I have never experienced this situation, but I do think you are handling it the right way. She has to understand that that behavior is not acceptable. I have had to help my sister remove everything from her sons room all over school issues and behavioral issues. I do think you need to find out the reason behind the behavior, but if she ran away from you that becomes a health risk for her. My friend explained it in a very understandable way to her daughter. She told her you do what I say now because it may be a matter of your safety and I can not breath life back into you but I can keep you safe. I think you should do everything in your power to make your daughter understand that she has to go to school and she can not throw fits like that.
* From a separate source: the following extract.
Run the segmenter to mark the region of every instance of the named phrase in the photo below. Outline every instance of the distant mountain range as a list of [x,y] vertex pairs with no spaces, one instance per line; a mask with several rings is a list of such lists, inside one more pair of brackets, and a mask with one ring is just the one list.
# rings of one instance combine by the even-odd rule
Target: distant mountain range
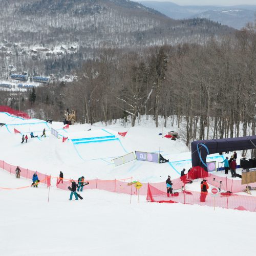
[[256,5],[233,6],[180,6],[172,2],[136,1],[176,19],[205,18],[240,29],[253,22]]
Good luck to you.

homeschool. if you are in ohio, you can go to:

http://www.vcslearn.org/

they are an online school, the state will give you a computer, and a isp, and they pay for it! all you have to pay for is paper and ink!
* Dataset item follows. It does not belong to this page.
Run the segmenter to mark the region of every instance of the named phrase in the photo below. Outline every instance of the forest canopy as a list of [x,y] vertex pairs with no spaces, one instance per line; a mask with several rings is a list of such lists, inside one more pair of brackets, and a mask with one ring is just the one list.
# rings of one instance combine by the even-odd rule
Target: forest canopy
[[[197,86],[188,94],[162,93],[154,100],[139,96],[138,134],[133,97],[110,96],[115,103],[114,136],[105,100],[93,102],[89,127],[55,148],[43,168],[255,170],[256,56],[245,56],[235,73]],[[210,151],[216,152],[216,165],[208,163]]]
this is a link to a couple that has a "ministry" for families:

http://www.nogreaterjoy.org/index.php?id=1

E.

My mom had this same problem with my brother when he was little. He was just really attached to her and wanted to spend time with her. She would drop him off and he would throw fits like your daughter. As soon as she left he would stop. She ended up telling him that if he threw a fit in the morning he would have to spend time alone in his room when he got home (for an hour i think) but if he was good that time would be their time together. She said it took about a week or so and he caught on. Never had any problems after that. Kids are smarter than we give them credit for. I think your daughter would be able to understand this type of reward/consequence to her behavior. No matter what you do though make sure you are consistent. She will get the picture.

Wow...sounds like you got a real live wire on your hands!

Let me ask, how much time, as a single mom now, are you getting with her on a day to day basis? Real quality time? And I mean like taking 20 minutes out of your day to sit down and play a board game with her, paint her nails maybe, even watch a cartoon together with you sitting next to her, cook dinner together maybe. I know its easier said than done, I'm a single mom too and time is certainly fleeting, but maybe she's acting out because it gets under your skin and it feels like to her its the only time you pay attention to her.

I would definitely consider maybe a little counseling. Talk to the school counselor, see if they can point you in the right direction, or if your daughter will open up to them.

Positive reinforcement is good, I believe that, but I think taking all her toys away was a very good move too. She has to understand that behavior like that, for whatever reason, cannot and will not be tolerated and has consequences. If my son has really gone and pushed me over the edge, TV, video games, and occasionally his treasured bedtime story, are gone until he can behave for a day or two. Maybe for your daughter, she should spend a few nights grounded, able to do nothing but sit in her room with no toys or TV, and a 7:30pm bedtime to get your point across. Make sure she knows you love her, but you won't put up with this. My son is 6 too, he would totally get the picture and be miserable like that for a couple nights, it'd be Niagara Falls in our house for part of it I'm sure, but I guarantee you he'd shape up. If your current custody agreement conflicts with that, I think you really need to consider re evaluating it. If your ex has her every night after school, your daughter knows full well there are no consequences for her acting like that.

I think you have a tough situation on your hands, and even though it will ultimately pass, its going to be hard for you to deal with until then. Try a few things, see what works, every parent and child is different. I myself am more of an authoritarian type parent and kind of rule with an iron fist, so I don't think punishment is ever a bad thing, but I'm sure other parents would freak out about it.

PS...I have found in my short 6 years as a parent, a bar of soap works wonders to get a kid to shape up. Just an extra thought.

Seek professional help! She is trying to tell you something but just doesn't know how to express herself.